Changing the name to Phoenix High School may have been the more obvious choice, but as there already is a Phoenix High School near Phoenix, Oregon, that was not an option.

So, staff at the school decided to look at what’s important to them, which includes building community and continuing to grow.

Learning to build strong relationships between students, staff and community has been a priority since Principal Brandy Osborn joined the team three years ago.

“The staff and Brandy started to look for ‘What can we call us,’” McGregor said. “They went to where all great minds go to in the 21st century — they went to Twitter. And the answer is, a large group of phoenix is called an odyssey.”

Odyssey is also a synonym for a journey, which ties in to the school’s slogan “Journey to rise up,” meant to inspire students and staff to grow through their challenges and overcome difficulties — similar to a Phoenix rising from the ashes.

“It’s really rough growing up,” McGregor said. “It’s always been helpful to describe that with teenagers in the regard that ‘It’s all just a journey. It’s a path and who knows where your road will take you, but you’re on your path and that’s where you’re meant to be.’”

Homeroom classes at the school are called pathways at the school and in those classrooms, each student will get the opportunity to form a bond with an adult.

But just because there’s a change in the name, doesn’t mean other things will drastically change at the school.

“I wouldn’t see us changing anything about our values. I wouldn’t see us changing anything about our practices and approaches,” McGregor said. “I feel it’s just another step in our evolution of where we’ve been trending in the last 15 years as a charter school.”

And while the name may change to Phoenix Odyssey High School, the school will continue serving eighth grade as well.

At the time the school was founded, it was named for the mythological phoenix, because of its ability to be born again, renewed from its own ashes.

“At Phoenix Charter School we believe that every student has the ability to overcome, like the phoenix, challenging circumstances to arise as a newer, better version of the past self and we work diligently to provide each student with such opportunities,” the website reads.

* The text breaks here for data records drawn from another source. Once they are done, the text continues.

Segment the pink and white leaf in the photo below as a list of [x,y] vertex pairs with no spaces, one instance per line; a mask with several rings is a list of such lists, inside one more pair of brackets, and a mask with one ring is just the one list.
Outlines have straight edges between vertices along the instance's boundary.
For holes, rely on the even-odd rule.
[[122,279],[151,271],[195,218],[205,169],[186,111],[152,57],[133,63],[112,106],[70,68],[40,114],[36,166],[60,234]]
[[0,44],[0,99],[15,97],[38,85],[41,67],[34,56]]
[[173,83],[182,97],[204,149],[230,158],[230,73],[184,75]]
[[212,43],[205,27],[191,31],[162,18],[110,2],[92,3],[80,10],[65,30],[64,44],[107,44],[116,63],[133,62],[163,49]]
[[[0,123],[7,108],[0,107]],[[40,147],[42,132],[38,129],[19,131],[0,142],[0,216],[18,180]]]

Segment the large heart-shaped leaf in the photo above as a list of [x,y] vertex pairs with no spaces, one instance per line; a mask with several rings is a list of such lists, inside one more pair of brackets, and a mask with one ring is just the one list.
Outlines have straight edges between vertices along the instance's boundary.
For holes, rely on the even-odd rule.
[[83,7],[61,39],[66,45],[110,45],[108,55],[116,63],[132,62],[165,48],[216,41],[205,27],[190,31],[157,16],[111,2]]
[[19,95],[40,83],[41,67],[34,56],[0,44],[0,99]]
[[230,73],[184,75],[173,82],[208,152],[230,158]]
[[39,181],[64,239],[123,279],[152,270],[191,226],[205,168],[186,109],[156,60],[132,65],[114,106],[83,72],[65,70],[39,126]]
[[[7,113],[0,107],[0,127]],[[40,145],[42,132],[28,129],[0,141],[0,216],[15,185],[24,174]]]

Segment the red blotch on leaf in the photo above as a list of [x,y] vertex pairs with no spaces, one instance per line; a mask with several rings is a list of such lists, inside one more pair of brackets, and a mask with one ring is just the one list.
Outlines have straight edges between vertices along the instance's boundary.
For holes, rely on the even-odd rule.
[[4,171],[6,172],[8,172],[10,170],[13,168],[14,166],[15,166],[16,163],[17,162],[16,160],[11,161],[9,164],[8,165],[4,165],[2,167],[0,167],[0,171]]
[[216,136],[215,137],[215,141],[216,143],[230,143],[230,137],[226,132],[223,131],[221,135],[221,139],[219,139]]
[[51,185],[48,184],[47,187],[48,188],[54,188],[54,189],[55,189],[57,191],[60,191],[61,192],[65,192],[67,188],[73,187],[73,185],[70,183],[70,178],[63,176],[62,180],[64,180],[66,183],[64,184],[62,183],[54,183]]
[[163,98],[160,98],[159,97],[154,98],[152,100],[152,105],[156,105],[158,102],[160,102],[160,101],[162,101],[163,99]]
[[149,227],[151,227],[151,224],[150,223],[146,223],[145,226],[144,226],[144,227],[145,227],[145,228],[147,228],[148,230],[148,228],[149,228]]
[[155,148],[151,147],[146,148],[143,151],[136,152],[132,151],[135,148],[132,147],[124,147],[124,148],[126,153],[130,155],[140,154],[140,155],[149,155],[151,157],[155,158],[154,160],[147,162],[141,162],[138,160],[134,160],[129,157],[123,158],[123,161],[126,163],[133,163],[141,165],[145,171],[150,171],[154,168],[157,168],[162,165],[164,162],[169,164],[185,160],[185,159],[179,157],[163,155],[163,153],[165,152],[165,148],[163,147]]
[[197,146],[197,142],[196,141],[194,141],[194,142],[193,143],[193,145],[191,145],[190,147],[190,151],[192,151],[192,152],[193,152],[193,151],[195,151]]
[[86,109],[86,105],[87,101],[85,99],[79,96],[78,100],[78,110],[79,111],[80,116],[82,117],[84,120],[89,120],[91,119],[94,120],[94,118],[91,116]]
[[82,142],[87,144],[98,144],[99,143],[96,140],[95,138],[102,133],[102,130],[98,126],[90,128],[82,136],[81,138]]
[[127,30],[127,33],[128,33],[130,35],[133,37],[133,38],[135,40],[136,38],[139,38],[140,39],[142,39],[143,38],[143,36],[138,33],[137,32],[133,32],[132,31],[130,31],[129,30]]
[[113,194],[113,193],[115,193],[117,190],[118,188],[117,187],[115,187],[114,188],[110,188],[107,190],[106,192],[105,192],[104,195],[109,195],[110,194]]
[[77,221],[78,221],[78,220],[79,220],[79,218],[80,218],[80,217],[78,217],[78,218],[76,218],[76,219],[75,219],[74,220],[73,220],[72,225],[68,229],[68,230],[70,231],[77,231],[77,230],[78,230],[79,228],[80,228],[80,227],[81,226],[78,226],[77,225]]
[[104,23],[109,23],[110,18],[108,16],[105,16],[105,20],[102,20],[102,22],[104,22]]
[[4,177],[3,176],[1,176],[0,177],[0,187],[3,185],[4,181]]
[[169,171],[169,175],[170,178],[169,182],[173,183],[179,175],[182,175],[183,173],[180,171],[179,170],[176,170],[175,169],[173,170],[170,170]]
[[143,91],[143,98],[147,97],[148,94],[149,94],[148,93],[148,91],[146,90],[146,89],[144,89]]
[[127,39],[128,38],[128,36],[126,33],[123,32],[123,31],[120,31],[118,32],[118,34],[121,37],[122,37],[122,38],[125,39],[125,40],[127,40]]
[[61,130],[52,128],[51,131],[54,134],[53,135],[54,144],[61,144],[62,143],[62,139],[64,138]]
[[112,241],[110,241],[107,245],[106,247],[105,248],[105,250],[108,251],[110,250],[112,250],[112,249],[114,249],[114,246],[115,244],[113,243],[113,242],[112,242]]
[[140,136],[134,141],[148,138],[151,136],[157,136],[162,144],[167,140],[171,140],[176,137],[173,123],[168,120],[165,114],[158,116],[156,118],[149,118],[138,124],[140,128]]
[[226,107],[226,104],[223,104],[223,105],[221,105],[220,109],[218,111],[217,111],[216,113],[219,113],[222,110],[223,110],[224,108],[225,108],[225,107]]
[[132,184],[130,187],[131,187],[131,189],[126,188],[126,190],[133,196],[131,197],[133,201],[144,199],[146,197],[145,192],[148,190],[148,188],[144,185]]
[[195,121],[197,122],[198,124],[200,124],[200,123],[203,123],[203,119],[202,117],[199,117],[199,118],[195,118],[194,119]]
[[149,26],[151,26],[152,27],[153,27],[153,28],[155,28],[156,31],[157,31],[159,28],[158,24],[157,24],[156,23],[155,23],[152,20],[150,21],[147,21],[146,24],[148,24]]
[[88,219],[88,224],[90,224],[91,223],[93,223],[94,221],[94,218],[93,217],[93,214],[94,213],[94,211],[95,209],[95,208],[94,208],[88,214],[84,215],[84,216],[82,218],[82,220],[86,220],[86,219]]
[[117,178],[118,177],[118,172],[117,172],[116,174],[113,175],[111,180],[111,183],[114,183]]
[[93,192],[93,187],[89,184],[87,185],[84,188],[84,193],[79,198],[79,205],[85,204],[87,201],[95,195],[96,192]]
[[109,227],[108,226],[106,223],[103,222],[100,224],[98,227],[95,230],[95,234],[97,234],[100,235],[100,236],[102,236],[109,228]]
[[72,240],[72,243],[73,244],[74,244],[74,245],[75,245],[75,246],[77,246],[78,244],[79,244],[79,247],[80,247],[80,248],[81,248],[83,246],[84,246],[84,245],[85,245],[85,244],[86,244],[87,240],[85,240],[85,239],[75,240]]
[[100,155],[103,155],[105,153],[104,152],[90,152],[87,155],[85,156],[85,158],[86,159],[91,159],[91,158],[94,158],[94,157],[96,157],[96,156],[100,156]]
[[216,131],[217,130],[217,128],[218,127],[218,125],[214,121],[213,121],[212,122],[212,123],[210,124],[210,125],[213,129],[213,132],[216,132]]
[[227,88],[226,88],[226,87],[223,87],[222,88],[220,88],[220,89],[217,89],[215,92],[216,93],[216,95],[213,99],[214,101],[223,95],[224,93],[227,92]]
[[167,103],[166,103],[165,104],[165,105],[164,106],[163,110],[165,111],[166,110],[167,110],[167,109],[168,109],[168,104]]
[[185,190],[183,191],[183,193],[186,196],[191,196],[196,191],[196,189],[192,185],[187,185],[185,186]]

When the school became a charter school, it was because it would become a “school by choice” where students didn’t need to live in a certain area to attend, and they didn’t need a referral or meet certain qualifications.

”We still see the traditional student that we’ve always served, that’s needing a different option and perhaps doesn’t have many assets at home, but in the last 10 years with the charter school our population has also been students with lots of assets in the home and they just wanted a smaller school, they just wanted a different approach, they wanted something different.”

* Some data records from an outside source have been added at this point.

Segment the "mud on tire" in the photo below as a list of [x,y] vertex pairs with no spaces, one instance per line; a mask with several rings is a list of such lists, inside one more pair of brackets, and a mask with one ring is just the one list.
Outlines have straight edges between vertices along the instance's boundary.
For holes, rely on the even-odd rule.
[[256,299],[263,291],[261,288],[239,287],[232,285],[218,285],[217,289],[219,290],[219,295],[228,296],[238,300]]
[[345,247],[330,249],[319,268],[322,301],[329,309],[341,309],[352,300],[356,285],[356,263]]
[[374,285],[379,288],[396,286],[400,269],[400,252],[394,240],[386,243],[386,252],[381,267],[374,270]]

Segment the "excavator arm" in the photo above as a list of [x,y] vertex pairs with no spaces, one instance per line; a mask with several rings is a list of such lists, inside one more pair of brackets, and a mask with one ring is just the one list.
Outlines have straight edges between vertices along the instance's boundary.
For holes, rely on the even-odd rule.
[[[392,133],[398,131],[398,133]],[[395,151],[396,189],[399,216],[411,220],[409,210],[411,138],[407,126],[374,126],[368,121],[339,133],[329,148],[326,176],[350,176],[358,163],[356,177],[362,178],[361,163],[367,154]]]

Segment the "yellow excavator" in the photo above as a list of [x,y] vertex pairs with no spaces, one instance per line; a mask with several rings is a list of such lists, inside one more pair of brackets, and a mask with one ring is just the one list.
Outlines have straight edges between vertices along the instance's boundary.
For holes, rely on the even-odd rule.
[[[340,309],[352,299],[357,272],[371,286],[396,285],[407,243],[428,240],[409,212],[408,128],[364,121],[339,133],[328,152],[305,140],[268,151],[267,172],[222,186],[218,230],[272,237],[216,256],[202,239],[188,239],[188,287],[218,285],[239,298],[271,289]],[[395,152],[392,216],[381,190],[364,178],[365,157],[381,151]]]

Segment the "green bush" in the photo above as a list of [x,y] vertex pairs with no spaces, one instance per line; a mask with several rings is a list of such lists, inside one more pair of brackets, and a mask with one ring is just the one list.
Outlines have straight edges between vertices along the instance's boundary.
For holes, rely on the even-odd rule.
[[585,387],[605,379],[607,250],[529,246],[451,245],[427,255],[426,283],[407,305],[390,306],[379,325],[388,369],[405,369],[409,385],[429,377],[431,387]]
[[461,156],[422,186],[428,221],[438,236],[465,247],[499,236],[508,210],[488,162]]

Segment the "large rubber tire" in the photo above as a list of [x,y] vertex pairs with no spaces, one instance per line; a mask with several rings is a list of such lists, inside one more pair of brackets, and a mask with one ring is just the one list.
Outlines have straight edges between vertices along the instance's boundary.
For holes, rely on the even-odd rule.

Just like other schools in the area, the coronavirus closed the school and also lead to the cancellation of the nonprofits’ spring fundraiser.

“The uncertainties with COVID-19 really leave us with a place needing support,” McGregor said. “We need support right now, because we want to be here in another 40, or 400 years.”

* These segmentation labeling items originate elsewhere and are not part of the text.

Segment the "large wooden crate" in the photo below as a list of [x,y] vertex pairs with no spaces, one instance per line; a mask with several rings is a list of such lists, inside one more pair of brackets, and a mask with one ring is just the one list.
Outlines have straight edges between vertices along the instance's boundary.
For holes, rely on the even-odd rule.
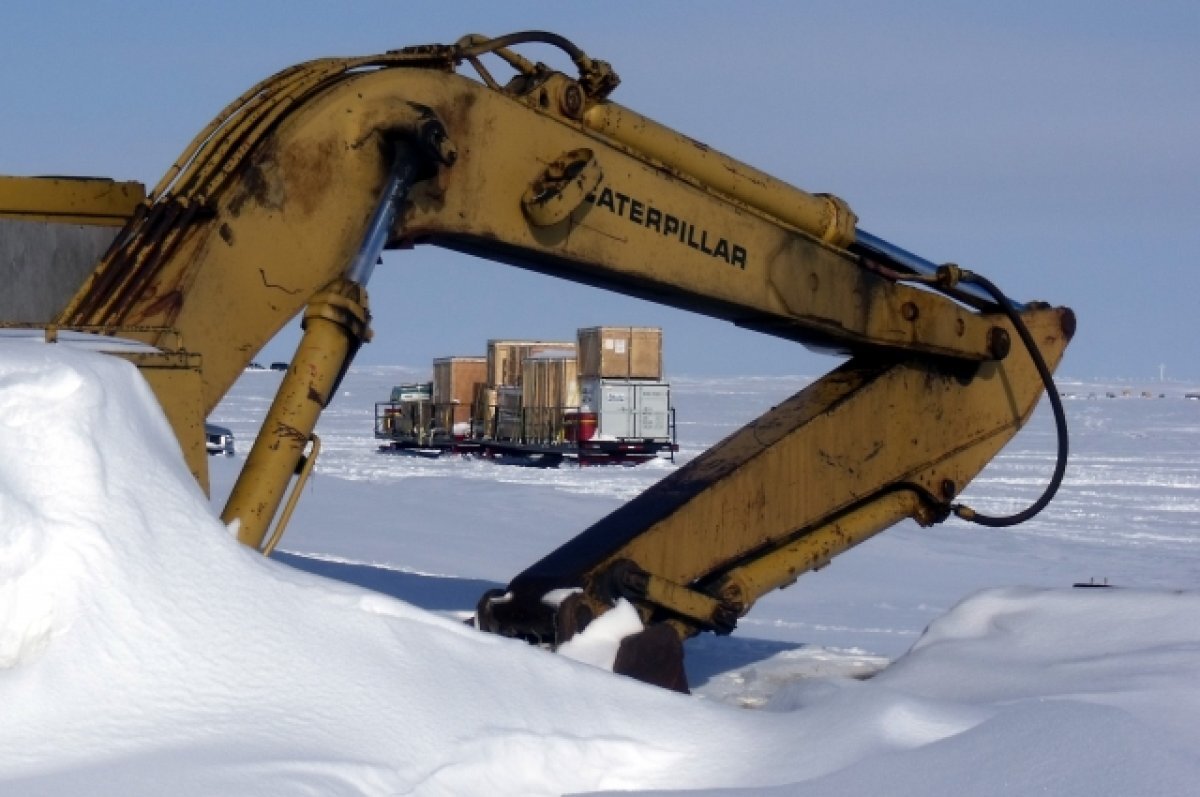
[[438,425],[452,430],[470,420],[472,407],[487,378],[482,356],[443,356],[433,360],[433,406]]
[[564,413],[580,406],[580,380],[574,356],[536,355],[521,366],[521,405],[528,442],[564,439]]
[[487,341],[487,384],[492,388],[521,384],[521,366],[527,358],[558,352],[575,356],[570,341]]
[[581,378],[661,379],[662,330],[658,326],[586,326],[578,330]]
[[523,431],[521,388],[508,385],[496,389],[496,439],[520,441]]

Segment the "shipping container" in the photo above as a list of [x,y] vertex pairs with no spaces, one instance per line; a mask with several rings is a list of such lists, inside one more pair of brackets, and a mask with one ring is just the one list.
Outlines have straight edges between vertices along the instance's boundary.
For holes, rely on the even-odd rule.
[[671,385],[634,379],[580,379],[580,409],[596,414],[598,439],[671,437]]
[[658,326],[586,326],[577,331],[580,377],[661,379]]
[[557,353],[575,356],[575,343],[570,341],[487,341],[487,385],[521,384],[521,366],[524,360],[540,354]]

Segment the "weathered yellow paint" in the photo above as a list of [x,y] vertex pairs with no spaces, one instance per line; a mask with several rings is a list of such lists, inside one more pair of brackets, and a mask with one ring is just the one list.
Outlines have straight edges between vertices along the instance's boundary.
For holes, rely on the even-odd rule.
[[0,176],[0,218],[120,227],[143,199],[140,182]]

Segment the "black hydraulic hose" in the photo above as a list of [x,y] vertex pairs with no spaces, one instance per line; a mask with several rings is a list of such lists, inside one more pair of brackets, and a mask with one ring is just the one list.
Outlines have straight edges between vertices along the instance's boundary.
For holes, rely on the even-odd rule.
[[1042,377],[1042,384],[1045,385],[1046,396],[1050,398],[1050,407],[1054,411],[1055,429],[1058,436],[1058,457],[1055,462],[1054,475],[1050,478],[1049,484],[1046,484],[1045,490],[1036,502],[1014,515],[1004,516],[983,515],[965,504],[950,505],[950,510],[955,515],[962,520],[979,523],[980,526],[988,526],[991,528],[1016,526],[1018,523],[1024,523],[1045,509],[1046,504],[1049,504],[1055,497],[1055,493],[1058,492],[1058,486],[1062,484],[1063,474],[1067,472],[1067,454],[1069,449],[1067,413],[1063,412],[1062,400],[1058,397],[1058,389],[1055,386],[1054,376],[1046,366],[1045,358],[1042,356],[1042,350],[1034,343],[1033,336],[1030,335],[1028,328],[1025,325],[1025,322],[1021,320],[1020,314],[1018,314],[1016,310],[1013,307],[1013,302],[1009,301],[1008,296],[1001,293],[1000,288],[997,288],[990,280],[972,271],[962,270],[959,278],[964,282],[972,282],[979,286],[996,300],[997,305],[1000,305],[1000,308],[1003,311],[1004,316],[1008,317],[1008,320],[1012,322],[1013,328],[1020,336],[1021,342],[1025,343],[1025,348],[1028,350],[1030,358],[1033,360],[1033,365],[1037,367],[1038,374]]

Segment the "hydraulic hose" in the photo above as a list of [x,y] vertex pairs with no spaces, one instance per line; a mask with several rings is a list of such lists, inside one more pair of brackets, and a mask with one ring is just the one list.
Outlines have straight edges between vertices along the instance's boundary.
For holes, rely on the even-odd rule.
[[1045,385],[1046,396],[1050,398],[1050,407],[1054,411],[1055,430],[1058,438],[1058,455],[1055,461],[1054,475],[1051,475],[1050,481],[1046,484],[1045,490],[1037,501],[1019,513],[1002,516],[984,515],[982,513],[977,513],[966,504],[950,504],[950,510],[956,516],[962,520],[971,521],[972,523],[979,523],[980,526],[988,526],[991,528],[1016,526],[1019,523],[1024,523],[1045,509],[1046,504],[1049,504],[1055,497],[1055,493],[1058,492],[1058,486],[1062,484],[1062,478],[1067,472],[1067,455],[1069,450],[1067,413],[1063,411],[1062,398],[1058,396],[1058,389],[1055,385],[1054,376],[1050,373],[1049,366],[1046,366],[1045,358],[1042,356],[1042,352],[1033,341],[1033,336],[1030,335],[1028,328],[1025,325],[1025,322],[1021,320],[1020,314],[1016,312],[1008,296],[1006,296],[990,280],[972,271],[967,271],[965,269],[959,270],[958,278],[962,282],[970,282],[983,288],[992,299],[995,299],[1001,311],[1008,320],[1012,322],[1013,329],[1016,330],[1018,336],[1020,336],[1021,342],[1030,353],[1030,358],[1033,360],[1034,367],[1038,370],[1038,374],[1042,377],[1042,384]]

Osborn said she hopes in 40 years the school will still be there, with even more hands-on, student-based learning that will be able to impact the community.

“We continue to make sure that students are ready for the workplace,” she said.

Most of the students who attend the school stay in Douglas County and making sure they have the skills necessary to become meaningful additions to the workforce locally is one of the goals.

McGregor said not having the school’s biggest fundraiser means he won’t have the opportunity to say, “Thank you, it’s because of you we’ve been here for 40 years and doing the good work we’ve been doing,” a message he hoped to share as the anniversary comes up.